I watched so many videos of C-sections, so I thought, they will be bringing the babies to me any second now. But that second never came. I dreamt of that perfect moment I met them, but I never got it. Everything was okay, but both babies needed some breathing assistance. I have a new appreciation for nurses who tend to any patient in a hospital, but the nurses who sat by both my babies’ sides, and never left them for a second, I could never thank them enough.

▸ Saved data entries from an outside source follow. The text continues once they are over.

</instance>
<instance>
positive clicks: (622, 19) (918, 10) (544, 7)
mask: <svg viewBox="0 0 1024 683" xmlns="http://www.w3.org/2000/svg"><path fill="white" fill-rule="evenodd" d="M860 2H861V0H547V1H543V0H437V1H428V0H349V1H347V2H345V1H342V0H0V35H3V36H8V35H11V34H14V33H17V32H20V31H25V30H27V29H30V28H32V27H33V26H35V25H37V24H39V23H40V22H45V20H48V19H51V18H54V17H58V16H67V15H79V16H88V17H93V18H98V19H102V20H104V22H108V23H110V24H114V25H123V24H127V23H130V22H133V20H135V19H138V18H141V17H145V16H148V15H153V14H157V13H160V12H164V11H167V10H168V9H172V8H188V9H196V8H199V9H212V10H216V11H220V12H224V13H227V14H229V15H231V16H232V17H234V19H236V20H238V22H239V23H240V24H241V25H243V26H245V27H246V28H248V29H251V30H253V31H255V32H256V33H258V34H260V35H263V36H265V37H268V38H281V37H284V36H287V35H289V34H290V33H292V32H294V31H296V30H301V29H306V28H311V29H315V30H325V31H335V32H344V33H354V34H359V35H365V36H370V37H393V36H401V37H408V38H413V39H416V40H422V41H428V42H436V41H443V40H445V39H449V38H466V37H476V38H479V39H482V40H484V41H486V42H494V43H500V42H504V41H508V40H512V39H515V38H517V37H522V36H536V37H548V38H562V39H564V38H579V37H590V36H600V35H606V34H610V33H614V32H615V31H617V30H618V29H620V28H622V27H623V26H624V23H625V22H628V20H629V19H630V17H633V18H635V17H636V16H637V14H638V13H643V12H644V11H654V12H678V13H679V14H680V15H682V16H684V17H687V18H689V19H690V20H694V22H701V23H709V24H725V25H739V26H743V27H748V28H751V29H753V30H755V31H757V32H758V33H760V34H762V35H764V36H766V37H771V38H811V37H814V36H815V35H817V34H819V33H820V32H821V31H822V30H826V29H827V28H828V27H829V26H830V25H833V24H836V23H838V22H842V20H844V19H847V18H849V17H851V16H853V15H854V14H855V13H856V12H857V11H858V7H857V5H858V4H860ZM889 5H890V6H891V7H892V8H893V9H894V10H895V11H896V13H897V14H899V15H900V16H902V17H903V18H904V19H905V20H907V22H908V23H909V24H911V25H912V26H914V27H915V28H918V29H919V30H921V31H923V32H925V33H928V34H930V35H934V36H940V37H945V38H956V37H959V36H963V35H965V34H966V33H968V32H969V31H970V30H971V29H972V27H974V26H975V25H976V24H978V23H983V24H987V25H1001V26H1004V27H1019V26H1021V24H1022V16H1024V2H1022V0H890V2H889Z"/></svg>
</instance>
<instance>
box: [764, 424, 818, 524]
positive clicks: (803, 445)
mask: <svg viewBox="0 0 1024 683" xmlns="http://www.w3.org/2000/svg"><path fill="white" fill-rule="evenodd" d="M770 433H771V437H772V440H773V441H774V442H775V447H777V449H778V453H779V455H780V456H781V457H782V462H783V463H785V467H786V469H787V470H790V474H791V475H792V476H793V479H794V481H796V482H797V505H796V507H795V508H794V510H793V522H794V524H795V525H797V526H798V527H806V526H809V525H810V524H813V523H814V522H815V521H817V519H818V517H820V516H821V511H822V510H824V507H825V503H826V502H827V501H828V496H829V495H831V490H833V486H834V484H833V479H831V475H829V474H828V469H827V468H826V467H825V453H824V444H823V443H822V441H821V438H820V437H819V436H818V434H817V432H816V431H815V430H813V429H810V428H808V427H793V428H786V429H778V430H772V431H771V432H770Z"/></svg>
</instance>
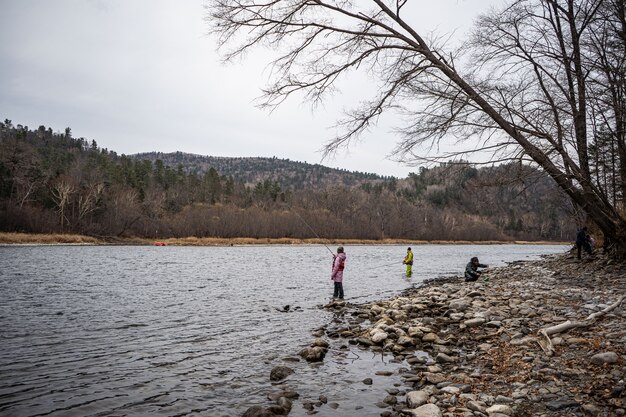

Next, my blood pressure rose, so I was placed on Magnesium. After 24 hours of staying in recovery vomiting from the magnesium, I had yet to hold my babies or even see them. My husband brought me pictures on his phone every time he saw them in the NICU. It was heartbreaking, to have others seeing my babies that I had grew in my belly for 9 months. Not just my husband, but other family members were able to visit them, and each time someone would come see me and tell me something about my children, that I myself didn’t know, or experience myself broke my heart.

Finally, I was being admitted into a room, 24 hours after delivering my babies. Once in my room, I was going to be able to mother them, FINALLY! Wrong again, I had lost so much blood in surgery that after fainting twice, I had to have a blood transfusion. I had to sit there while the doctors talked about possible internal bleeding and maybe needing to go back into surgery. Hearing all these possibilities of what could be wrong, I only got more stuck in my mind, and felt so helpless.

When I did hold the babies, I needed some assistance because of how weak I was. My point to this lengthy, scary birth story is everyone is happy and healthy. After my blood transfusion, I was able to stand, hold the kids, and get discharged along with the babies. My birth story for my twins did not go as planned.

Plan A is to have your birth plan, and Plan B is to throw that plan away completely and accept that it may not go your way, but that is okay. I had everything down to the cutest robe and pajamas packed. Shampoo, conditioners, makeup, slippers, and I never even unzipped my maternity bag. That is okay though. The babies are now two years-old. They are happy, healthy, and they don’t love me any less. I am just as connected to them, as the next mother.

Not holding my children within the first 24 hours saved them and me. Everyone did what we had to do, and that’s what this really comes down to. If my husband and I ever decide to have another baby, rest assured I will have another birth plan scheduled down to every minute of how I want it to go, but I will also plan on throwing it out the window if I have to.